The current financial atmosphere has resulted in very low interest rates on savings and investments. Elderly customers are finding this to be a real problem. What do you do when a bond is called early or when a CD comes due? Some banks and financial institutions are offering what they call a structured CD. It promises higher interest rates than current CD products, and it comes with FDIC protection. Or does it?
Here is a common situation: an elderly patron visits the bank and asks the branch manger what to do with a CD from ten years ago coming due. The manager says that the current CD rate is .07%, or maybe 1.2% if the money is tied up for ten years. But, says the manger, the bank’s investment guru has a new product called a structured CD. When the elderly customer inquires about it, he or she is given a single sheet of paper with different interest rates that the customer can choose and a term of 7 years or longer. And, of course, the manger says, this new piece of financial wizardry is FDIC insured.
The structured CD may be a CD in name, but it is really a fairly high risk wager. In exchange for holding the customer’s money for 7 years or more the financial institution offering the product will take that money and invest it in a small pool of stocks. They buy and sell puts and options to cover the bet. The customer is guaranteed a minimum return of zero to a very appealing return in the area of 11%. That is the catch.

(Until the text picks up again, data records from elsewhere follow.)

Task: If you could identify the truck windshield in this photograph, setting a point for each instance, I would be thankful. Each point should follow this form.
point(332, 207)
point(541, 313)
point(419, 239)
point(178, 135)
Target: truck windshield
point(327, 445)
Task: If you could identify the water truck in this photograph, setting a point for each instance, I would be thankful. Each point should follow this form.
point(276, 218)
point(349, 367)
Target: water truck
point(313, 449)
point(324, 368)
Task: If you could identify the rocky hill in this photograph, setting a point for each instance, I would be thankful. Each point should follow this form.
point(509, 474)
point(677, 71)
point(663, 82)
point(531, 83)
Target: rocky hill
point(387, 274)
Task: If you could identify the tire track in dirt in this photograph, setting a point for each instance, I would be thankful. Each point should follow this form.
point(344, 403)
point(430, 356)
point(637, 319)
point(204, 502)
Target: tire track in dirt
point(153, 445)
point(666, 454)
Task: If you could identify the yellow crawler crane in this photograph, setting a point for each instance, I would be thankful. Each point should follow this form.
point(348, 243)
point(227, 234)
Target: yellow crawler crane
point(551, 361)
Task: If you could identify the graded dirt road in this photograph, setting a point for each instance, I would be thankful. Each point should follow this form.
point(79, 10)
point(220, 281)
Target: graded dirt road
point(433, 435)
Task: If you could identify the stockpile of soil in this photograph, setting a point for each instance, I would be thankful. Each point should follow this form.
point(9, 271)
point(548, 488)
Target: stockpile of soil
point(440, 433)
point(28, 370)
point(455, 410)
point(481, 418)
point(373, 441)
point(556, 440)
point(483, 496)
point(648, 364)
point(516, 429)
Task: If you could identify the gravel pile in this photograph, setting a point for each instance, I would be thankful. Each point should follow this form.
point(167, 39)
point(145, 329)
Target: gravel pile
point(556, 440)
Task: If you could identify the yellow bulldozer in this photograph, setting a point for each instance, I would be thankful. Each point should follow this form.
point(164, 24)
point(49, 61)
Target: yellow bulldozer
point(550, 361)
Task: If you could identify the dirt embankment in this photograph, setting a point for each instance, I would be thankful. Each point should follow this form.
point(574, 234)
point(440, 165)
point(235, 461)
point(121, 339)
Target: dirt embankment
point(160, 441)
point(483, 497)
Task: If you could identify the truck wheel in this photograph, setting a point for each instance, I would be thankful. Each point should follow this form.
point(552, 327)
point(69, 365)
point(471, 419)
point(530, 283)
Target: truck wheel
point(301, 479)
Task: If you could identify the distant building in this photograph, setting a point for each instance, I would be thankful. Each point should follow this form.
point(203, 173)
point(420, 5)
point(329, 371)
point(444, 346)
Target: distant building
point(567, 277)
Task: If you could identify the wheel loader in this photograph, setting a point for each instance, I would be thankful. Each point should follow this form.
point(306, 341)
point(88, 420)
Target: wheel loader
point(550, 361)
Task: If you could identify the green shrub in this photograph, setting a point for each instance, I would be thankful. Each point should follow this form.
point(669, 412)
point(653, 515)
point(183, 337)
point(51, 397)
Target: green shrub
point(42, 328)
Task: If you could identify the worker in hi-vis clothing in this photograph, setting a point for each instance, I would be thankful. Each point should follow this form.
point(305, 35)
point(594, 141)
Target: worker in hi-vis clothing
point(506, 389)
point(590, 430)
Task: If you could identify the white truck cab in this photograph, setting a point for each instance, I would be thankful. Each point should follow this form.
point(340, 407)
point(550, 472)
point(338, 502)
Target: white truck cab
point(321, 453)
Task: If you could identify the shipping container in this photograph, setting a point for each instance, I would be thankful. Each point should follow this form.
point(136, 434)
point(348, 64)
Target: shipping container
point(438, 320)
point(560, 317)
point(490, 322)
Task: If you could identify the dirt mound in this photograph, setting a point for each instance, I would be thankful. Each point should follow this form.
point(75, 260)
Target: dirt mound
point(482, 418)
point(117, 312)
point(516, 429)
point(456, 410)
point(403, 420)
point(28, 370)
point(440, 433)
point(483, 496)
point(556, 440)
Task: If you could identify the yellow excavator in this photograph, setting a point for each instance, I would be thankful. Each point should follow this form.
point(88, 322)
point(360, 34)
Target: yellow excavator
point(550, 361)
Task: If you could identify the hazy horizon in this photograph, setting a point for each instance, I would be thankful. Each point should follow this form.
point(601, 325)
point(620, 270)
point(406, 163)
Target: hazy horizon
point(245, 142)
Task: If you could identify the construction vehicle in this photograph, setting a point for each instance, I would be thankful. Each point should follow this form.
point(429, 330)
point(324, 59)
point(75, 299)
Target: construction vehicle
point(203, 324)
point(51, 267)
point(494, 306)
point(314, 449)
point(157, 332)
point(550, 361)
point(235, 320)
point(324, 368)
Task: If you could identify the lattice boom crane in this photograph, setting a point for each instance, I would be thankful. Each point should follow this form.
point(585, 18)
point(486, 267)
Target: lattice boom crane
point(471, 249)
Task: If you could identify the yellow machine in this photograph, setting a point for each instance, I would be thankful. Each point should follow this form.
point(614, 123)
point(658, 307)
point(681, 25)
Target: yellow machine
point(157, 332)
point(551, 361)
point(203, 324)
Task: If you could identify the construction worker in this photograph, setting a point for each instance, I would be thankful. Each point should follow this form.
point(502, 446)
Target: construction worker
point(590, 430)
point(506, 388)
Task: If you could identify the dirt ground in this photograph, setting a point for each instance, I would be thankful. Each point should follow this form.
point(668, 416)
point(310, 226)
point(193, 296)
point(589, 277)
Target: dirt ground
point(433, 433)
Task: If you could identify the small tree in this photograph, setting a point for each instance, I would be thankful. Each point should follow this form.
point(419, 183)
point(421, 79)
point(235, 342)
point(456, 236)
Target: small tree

There are a number of risks with structured CD offerings that make them unsuitable for elderly financial customers.
- If the stocks rise greatly, enhancing the return beyond that which the bank wishes to pay, the financial institution has a right to call the product early and pay the customer out. This removes the upside benefit to the customer.
- If the customer attempts to redeem early, the penalties are so significant that the redemption can cut into the principal. So the customer pays taxes on the interest each year whether it is paid or accrued.
- The full amount of the investment and interest are not fully FDIC protected (read the fine print).
- There is a high probability that the return will be closer to zero than the upper limit quoted.
- Gambling on a pool of stocks as an elderly financial customer is almost never suitable for that customer.
- The company offering the product has experts who have already designed the product so that the customer’s return is minimized.
There is no way that an elderly financial customer could ever know all the risks of such a product. The bank generally does not provide a needs analysis or a suitability analysis for the elderly customer. The money is tied up, and parts of it and the interest are at risk, as investments in complicated stock strategies.